# Dowel making plate



## Dutchmn (Jul 12, 2013)

A few weeks I'm looking through the scrap metal bin at work and the shop foreman asks me what I'm looking for, I say a piece on 1/4 steel with different size holes in it for a dowel making plate.
He says give me a napkin drawing of what you want and I'll see what I can do. So I draw something up in inkscape and give it to him and today he stopped my cube and hands me this. Thanks Rob


----------



## rtbrmb (Nov 11, 2011)

very nice! That's $55 at Lie-Nielsen.

Bill in MI


----------



## ElChe (Sep 28, 2014)

How does it work? Post some pics of some dowels.


----------



## 7Footer (Jan 24, 2013)

very nice looking dowel maker. I made one a few months ago with some 1/4" angle iron, and it works great, I made it based on the video that Izzy Swan posted a while back… I just made the little cutters with a dremel tool, I'm surprised at how well it works. One thing I noticed is that the 3/8" and 5/16" work better because they I didn't 'countersink' or wallow out the holes as much as I did on the 1/4" and 3/16"... Very quick and effective jig though. And you have to turn the clutch on your drill way down or it will keep breaking the wood.
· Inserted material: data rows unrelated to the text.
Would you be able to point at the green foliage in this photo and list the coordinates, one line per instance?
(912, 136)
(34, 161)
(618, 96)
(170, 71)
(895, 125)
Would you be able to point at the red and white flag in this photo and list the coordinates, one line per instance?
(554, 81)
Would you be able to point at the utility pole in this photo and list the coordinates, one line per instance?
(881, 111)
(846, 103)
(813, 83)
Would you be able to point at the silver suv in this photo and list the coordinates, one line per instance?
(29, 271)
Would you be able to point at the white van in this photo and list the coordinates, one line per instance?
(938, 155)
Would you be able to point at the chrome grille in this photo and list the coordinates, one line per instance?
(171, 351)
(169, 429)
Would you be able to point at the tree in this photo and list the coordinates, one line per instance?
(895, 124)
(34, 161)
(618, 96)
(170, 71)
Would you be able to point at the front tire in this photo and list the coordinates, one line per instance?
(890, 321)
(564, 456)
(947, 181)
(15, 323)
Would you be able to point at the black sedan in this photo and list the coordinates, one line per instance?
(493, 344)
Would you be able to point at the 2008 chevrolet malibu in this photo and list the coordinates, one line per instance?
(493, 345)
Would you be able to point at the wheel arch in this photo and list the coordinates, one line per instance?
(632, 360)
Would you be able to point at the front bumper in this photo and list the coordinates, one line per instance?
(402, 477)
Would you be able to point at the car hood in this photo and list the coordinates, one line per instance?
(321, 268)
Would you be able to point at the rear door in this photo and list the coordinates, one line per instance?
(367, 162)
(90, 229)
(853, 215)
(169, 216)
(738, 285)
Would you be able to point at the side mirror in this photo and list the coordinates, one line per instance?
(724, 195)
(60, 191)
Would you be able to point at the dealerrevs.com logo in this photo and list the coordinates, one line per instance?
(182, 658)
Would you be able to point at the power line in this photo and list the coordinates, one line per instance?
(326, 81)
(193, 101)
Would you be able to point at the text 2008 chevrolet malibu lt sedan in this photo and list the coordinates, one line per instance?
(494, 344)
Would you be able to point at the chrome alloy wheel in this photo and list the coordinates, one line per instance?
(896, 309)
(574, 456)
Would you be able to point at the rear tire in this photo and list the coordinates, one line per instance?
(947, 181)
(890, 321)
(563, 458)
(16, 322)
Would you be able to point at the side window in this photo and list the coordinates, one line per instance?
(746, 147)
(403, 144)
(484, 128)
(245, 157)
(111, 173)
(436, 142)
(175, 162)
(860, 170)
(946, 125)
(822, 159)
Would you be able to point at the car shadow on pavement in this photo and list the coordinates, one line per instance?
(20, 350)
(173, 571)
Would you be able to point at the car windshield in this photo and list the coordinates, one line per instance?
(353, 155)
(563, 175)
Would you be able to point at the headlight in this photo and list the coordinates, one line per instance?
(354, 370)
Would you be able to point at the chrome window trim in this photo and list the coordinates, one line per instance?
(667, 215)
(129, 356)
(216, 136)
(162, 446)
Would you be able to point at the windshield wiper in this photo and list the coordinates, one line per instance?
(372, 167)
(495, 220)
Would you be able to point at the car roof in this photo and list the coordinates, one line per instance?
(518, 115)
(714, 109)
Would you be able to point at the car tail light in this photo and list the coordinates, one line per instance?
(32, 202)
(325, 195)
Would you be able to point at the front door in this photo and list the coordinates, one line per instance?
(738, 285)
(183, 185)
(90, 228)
Dont have any pictures of the dowels right now, but I've made 1/4" brazilian cherry, 3/16" oak, 3/8" poplar and others, and used poplar dowels on my last project…

Sorry about the F-bomb!


----------



## runswithscissors (Nov 8, 2012)

Aren't some of the dowel makers of that type designed to have the dowel pounded down through the hole? I assume you'd have to 8-side the stick before going to that final step. 7foot: do you have trouble making the dowels straight with your jig?


----------